The next few days was a slow-motion bad dream of funeral arrangements, dealing with her mother’s anger, looking for a new apartment, and trying not to throw myself in front of a zooming subway. The world felt as though it were made of quicksand. At home alone, I played a lot of Mary J. Blige and Prince, and even put a few of the lyrics to “The Beautiful Ones” on her funeral program.
A few weeks later I got a call from writer Quincy Troupe, who was editing a publication called Code . Apparently, it was decided that the December 1999 issue would have Prince on the cover.
“We want you to go down to Paisley Park Studios and interview him.”
“No thank you,” I replied. I’m sure he was surprised.
“Actually, they requested you.”
“For real?” A few days later, I was on a plane headed to Minnesota.
I arrived at Paisley Park by cab; outside, it was raining. After waiting for a half-hour, Prince not only blessed me with a personal tour of the facility, but he also gave me a ninety-minute interview. Talking to Prince wasn’t easy since he often talked in parables to press. However, when I inquired about the meaning behind “1999,” his answer was clear.
“I just kept having these dreams that something terrible was going to happen and the world might be a little scary.” Remaining silent, I nodded in recognition. Although neither of us mentioned Lesley, I felt as though Prince was speaking to me about her in his own coded language.

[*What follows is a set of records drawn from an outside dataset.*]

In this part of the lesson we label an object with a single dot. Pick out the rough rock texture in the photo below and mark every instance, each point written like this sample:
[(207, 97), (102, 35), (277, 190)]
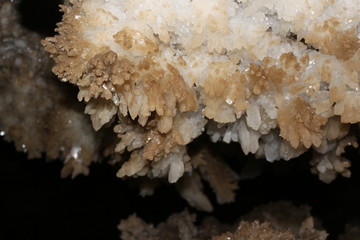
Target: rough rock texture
[(37, 111), (275, 221), (277, 77)]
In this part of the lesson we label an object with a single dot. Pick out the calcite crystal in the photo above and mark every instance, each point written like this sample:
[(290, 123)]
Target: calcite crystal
[(278, 77), (37, 112)]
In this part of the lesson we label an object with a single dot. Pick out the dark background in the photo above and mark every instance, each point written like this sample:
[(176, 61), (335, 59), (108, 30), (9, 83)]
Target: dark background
[(35, 203)]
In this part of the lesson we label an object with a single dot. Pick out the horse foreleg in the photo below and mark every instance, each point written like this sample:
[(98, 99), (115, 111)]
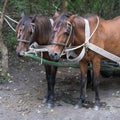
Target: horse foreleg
[(50, 76), (83, 84), (96, 81)]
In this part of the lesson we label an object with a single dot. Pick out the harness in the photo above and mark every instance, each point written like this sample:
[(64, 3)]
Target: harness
[(86, 45)]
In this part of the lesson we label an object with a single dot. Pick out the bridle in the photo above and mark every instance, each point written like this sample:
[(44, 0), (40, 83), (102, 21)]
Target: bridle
[(68, 32), (32, 25)]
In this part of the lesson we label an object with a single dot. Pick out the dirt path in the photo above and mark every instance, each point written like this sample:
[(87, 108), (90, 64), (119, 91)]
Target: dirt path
[(21, 96)]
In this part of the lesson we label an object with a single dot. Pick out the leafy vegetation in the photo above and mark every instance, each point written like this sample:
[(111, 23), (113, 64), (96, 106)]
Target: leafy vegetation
[(105, 8)]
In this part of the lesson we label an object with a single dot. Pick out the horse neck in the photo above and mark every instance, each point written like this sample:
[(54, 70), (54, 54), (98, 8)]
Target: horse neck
[(42, 31), (79, 28)]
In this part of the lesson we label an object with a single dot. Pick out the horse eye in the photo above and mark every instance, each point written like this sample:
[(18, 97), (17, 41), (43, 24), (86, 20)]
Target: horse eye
[(67, 31)]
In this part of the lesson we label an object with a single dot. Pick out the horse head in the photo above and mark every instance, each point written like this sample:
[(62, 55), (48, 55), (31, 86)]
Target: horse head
[(25, 29), (61, 36)]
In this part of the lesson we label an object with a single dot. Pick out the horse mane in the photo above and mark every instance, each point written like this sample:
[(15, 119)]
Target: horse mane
[(63, 17), (87, 16)]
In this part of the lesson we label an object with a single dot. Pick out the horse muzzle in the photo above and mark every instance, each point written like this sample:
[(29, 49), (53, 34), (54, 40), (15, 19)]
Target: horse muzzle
[(54, 55)]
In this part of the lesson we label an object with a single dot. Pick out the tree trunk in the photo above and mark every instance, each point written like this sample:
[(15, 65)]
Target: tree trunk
[(3, 48)]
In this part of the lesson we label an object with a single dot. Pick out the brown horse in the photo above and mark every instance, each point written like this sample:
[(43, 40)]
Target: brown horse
[(69, 30), (37, 28)]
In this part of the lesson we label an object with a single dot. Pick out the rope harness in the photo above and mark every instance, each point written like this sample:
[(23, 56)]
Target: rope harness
[(91, 46)]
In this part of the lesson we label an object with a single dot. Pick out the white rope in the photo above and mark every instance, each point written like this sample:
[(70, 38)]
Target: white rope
[(10, 18), (9, 25), (87, 38), (7, 17)]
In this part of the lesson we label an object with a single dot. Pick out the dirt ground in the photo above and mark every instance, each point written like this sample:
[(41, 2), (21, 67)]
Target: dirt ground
[(21, 96)]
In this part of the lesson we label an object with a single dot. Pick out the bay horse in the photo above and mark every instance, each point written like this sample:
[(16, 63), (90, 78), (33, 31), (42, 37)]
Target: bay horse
[(69, 30), (37, 28)]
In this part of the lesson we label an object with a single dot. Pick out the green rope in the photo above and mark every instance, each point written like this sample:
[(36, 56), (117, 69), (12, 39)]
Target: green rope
[(104, 67)]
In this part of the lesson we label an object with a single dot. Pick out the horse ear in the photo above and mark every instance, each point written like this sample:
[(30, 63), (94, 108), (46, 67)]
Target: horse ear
[(22, 14), (33, 18), (71, 18), (56, 15)]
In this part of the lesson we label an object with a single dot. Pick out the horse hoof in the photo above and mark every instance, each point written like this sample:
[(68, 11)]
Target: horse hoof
[(96, 108), (50, 106), (78, 106), (44, 100)]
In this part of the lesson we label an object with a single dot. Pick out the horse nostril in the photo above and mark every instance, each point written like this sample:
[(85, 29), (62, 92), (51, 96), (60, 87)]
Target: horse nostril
[(55, 54)]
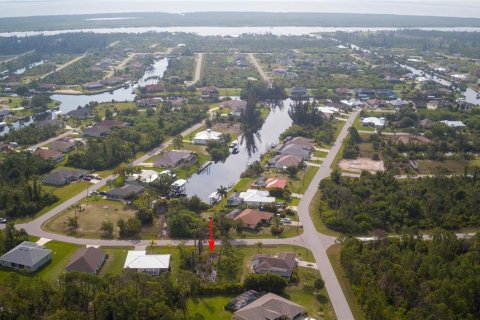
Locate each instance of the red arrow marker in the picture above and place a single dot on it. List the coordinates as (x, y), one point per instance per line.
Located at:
(211, 242)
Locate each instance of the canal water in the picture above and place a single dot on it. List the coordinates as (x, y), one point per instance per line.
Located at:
(228, 172)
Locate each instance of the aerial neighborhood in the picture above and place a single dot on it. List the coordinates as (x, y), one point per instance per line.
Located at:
(172, 175)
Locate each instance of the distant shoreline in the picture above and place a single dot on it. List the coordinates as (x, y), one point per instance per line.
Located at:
(229, 19)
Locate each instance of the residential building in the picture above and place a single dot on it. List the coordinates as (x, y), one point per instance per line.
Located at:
(125, 192)
(175, 158)
(373, 122)
(48, 154)
(63, 146)
(203, 137)
(143, 178)
(252, 218)
(88, 260)
(281, 265)
(272, 307)
(283, 161)
(210, 92)
(27, 256)
(62, 177)
(453, 124)
(81, 113)
(152, 264)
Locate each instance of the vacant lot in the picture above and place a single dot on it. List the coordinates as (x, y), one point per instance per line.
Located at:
(361, 164)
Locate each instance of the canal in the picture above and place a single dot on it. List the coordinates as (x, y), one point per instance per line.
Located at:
(228, 172)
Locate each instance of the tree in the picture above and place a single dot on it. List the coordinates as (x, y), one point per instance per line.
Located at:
(222, 191)
(318, 285)
(292, 171)
(107, 229)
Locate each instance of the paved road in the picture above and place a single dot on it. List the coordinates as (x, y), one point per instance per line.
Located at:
(260, 70)
(319, 243)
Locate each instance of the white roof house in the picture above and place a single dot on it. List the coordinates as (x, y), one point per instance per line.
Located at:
(328, 110)
(149, 263)
(454, 124)
(254, 197)
(204, 136)
(373, 121)
(145, 176)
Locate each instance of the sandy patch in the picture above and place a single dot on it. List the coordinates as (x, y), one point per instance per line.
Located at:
(361, 164)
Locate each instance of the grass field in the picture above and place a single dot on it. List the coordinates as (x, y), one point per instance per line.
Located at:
(90, 217)
(334, 257)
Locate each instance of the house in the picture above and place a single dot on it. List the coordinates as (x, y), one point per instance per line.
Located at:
(27, 256)
(453, 124)
(283, 161)
(96, 131)
(62, 177)
(63, 146)
(234, 200)
(92, 85)
(256, 198)
(252, 218)
(125, 192)
(295, 150)
(88, 260)
(373, 122)
(81, 113)
(272, 307)
(175, 158)
(305, 143)
(210, 92)
(281, 265)
(299, 92)
(50, 155)
(203, 137)
(143, 178)
(152, 264)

Sudden death can be haunting. Damn near twenty years after Lesley’s passing, I still think about her every day: hearing her reassuring voice and hearty laughter, remembering her quick wit and ready sarcasm, listening to her discerning advice and constantly playing soul music. There are still days when I just lay on the couch staring at the ceiling, but on most I’m at my desk writing with the creative confidence she instilled in me. Not long ago, I was talking to her old friend Sheila Jamison. She listened quietly as I rambled about ancient bad boyfriend guilt and the things I did wrong when Lesley was alive. Sheila looked at me and shook her head. “She loved you, Michael, and she knew that you loved her and that’s all that matters.”